Öztürk Ahmet, Günay Serkan, Ateş Serdal, Yiğit Yavuz Yigit Yavuz
Department of Emergency Medicine, Hitit University Çorum Erol Olçok Education and Research Hospital, Çorum, Turkey.
Department of Emergency Medicine, Health Sciences University, Ankara Training and Research Hospital, Ankara, Turkey.
J Emerg Med. 2025 Jun;73:71-79. doi: 10.1016/j.jemermed.2024.12.010. Epub 2025 Jan 4.
The latest artificial intelligence (AI) model, GPT-4o, introduced by OpenAI, can process visual data, presenting a novel opportunity for radiographic evaluation in trauma patients.
This study aimed to assess the efficacy of GPT-4o in interpreting radiographs for traumatic bone pathologies and to compare its performance with that of emergency medicine and orthopedic specialists.
The study involved 10 emergency medicine specialists, 10 orthopedic specialists, and the GPT-4o AI model, evaluating 25 cases of traumatic bone pathologies of the upper and lower extremities selected from the Radiopaedia website. Participants were asked to identify fractures or dislocations in the radiographs within 45 minutes. GPT-4o was instructed to perform the same task in 10 different chat sessions.
Emergency medicine specialists and orthopedic specialists demonstrated an average accuracy of 82.8% and 87.2%, respectively, in radiograph interpretation. In contrast, GPT-4o achieved an accuracy of only 11.2%. Statistical analysis revealed significant differences among the three groups (p < 0.001), with GPT-4o performing significantly worse than both groups of specialists.
GPT-4o's ability to interpret radiographs of traumatic bone pathologies is currently limited and significantly inferior to that of trained specialists.

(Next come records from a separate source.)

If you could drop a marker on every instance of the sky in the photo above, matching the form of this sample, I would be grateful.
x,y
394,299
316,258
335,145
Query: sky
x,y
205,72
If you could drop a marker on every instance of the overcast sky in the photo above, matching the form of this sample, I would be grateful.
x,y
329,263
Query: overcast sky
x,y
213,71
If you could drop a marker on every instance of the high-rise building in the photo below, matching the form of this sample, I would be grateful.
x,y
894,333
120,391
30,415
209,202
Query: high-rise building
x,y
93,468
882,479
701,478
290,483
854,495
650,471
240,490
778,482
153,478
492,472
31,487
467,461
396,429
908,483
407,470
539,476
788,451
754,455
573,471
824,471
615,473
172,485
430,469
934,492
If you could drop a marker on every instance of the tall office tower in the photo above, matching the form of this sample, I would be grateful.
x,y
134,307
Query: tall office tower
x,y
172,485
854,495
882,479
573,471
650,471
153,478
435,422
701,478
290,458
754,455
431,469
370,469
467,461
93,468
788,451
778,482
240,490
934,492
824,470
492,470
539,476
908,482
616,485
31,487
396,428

These findings underscore the ongoing need for human expertise in trauma diagnosis and highlight the challenges of applying AI to complex medical imaging tasks.
OpenAI推出的最新人工智能(AI)模型GPT-4o能够处理视觉数据,为创伤患者的放射学评估带来了新机遇。
本研究旨在评估GPT-4o解读创伤性骨病变X光片的效能,并将其表现与急诊医学专家和骨科专家的表现进行比较。
该研究纳入了10名急诊医学专家、10名骨科专家以及GPT-4o人工智能模型,对从Radiopaedia网站选取的25例上下肢创伤性骨病变病例的X光片进行评估。要求参与者在45分钟内识别X光片中的骨折或脱位情况。GPT-4o被指示在10个不同的聊天会话中执行相同任务。
急诊医学专家和骨科专家在X光片解读中的平均准确率分别为82.8%和87.2%。相比之下,GPT-4o的准确率仅为11.2%。统计分析显示三组之间存在显著差异(p < 0.001),GPT-4o的表现明显不如两组专家。
GPT-4o解读创伤性骨病变X光片的能力目前有限,且明显逊于训练有素的专家。这些发现强调了创伤诊断中人类专业知识的持续必要性,并凸显了将人工智能应用于复杂医学成像任务的挑战。